The euro is being propelled higher as investors shed the US dollar as they push out expectations for tighter monetary policy in the US. Also, there’s some speculation that the common currency is benefiting from a reversal of the carry trade, as investors look to low risk assets.
The typical safe haven currencies are the USD and yen, but the former is being sold-off as the market pair’s expectations for monetary policy tightening in September, making the yen and euro attractive options. Being a heavily commodity-backed currency, the Australian dollar is facing the full force of risk-adverse investors, particularly because the negative sentiment is being largely propelled by fears about the health of Australia’s largest trading partner, China.
China’s sad manufacturing sector
Conditions within China’s manufacturing sector continue to deteriorate, which has led to another sell-off in the Australian dollar.
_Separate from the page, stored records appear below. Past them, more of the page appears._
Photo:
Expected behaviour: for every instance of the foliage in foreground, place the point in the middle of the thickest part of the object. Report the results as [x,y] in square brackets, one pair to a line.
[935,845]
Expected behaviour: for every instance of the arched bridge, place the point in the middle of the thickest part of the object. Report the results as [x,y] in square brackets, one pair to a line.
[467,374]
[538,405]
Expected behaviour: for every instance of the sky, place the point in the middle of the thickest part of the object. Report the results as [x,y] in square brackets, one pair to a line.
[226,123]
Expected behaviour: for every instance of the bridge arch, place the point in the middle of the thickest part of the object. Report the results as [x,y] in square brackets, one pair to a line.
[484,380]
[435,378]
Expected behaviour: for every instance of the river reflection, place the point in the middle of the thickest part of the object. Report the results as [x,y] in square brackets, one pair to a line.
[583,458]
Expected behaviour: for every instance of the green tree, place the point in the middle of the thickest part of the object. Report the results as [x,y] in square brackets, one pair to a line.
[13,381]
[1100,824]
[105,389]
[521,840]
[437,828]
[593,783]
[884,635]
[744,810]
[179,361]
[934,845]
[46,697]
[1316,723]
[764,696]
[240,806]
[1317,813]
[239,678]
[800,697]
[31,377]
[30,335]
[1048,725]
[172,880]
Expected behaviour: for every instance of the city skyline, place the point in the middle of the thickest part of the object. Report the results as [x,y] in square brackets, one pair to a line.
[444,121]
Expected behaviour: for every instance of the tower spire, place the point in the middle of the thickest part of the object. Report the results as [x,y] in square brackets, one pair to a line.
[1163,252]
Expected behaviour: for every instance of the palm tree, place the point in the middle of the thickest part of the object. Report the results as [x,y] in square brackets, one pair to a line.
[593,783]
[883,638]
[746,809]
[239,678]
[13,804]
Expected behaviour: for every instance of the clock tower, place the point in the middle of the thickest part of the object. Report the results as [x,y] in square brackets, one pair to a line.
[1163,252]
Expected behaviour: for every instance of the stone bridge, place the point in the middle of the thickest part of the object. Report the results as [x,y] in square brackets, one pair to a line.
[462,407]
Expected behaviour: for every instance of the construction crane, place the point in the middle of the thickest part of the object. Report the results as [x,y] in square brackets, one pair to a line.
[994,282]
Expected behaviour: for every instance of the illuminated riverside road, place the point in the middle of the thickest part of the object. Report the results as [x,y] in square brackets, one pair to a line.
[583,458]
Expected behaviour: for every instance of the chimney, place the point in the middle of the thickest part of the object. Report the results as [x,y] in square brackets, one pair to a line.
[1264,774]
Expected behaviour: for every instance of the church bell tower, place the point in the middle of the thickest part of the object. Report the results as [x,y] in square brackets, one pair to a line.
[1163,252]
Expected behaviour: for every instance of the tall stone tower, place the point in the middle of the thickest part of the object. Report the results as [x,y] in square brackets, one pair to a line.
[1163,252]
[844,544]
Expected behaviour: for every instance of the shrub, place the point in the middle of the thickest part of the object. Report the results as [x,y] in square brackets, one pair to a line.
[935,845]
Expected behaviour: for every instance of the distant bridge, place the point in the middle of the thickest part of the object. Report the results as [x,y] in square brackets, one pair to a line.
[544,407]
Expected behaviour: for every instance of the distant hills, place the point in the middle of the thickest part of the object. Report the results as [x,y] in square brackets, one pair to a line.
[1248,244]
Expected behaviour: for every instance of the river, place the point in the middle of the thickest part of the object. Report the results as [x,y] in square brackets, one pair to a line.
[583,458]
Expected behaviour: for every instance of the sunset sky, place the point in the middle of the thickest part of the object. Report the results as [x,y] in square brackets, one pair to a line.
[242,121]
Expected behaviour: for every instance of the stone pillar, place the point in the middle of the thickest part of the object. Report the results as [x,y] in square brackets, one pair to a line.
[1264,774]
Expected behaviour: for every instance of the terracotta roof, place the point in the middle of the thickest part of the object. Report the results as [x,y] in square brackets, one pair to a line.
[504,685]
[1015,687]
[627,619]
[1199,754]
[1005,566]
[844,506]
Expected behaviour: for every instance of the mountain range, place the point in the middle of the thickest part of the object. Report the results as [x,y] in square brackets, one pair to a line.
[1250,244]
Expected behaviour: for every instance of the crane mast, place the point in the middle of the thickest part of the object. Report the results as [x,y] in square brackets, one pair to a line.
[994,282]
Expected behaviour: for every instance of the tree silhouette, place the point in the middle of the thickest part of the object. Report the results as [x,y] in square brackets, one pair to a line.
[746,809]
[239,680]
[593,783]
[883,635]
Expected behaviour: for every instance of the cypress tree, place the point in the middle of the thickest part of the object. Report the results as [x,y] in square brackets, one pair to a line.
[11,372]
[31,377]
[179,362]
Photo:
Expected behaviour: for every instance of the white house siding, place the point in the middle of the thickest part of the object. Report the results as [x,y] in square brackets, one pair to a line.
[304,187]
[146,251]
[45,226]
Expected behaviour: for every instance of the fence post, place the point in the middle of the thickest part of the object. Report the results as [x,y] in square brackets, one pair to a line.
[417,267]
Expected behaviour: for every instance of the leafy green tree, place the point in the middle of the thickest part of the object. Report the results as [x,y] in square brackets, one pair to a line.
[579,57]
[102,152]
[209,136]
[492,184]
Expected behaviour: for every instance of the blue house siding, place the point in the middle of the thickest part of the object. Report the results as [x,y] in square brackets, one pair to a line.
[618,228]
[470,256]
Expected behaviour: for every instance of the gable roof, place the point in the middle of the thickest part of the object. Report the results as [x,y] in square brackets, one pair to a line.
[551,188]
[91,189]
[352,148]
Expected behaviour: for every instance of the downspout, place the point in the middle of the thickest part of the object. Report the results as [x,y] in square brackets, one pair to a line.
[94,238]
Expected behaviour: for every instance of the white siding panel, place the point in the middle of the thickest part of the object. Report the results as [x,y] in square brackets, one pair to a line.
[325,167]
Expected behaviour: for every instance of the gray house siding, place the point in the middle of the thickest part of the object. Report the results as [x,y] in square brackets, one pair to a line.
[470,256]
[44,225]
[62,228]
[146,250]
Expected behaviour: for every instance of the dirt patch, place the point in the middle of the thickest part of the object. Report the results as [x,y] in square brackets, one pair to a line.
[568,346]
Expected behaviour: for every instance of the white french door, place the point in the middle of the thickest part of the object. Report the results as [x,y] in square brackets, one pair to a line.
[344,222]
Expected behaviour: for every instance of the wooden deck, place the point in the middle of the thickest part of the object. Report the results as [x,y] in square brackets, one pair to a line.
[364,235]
Caixin’s manufacturing PMI for August deteriorated for the sixth straight month, falling to a 77-month low at 47.1. This indicates that sentiment amongst China’s private sector manufacturers is toxic, which doesn’t bode well for the overall health of the economy.
The data added the already noxious sentiment in emerging markets and hit commodity-backed currencies hard. AUDUSD plummeted towards support just above 0.7280, before regaining some lost ground later in the session as the US dollar was mauled by bears. AUDJPY wasn’t as lucky, as the distain for risk adverse currencies, like the aussie, and the US dollar made the yen the currency of choice, as well as the euro.
This has pushed EURAUD through an important resistance zone around 1.5300 – high since March 2014. All eyes are now on a big resistance zone around 1.5500 and then 1.5830, with the later representing the pair’s high since early 2010.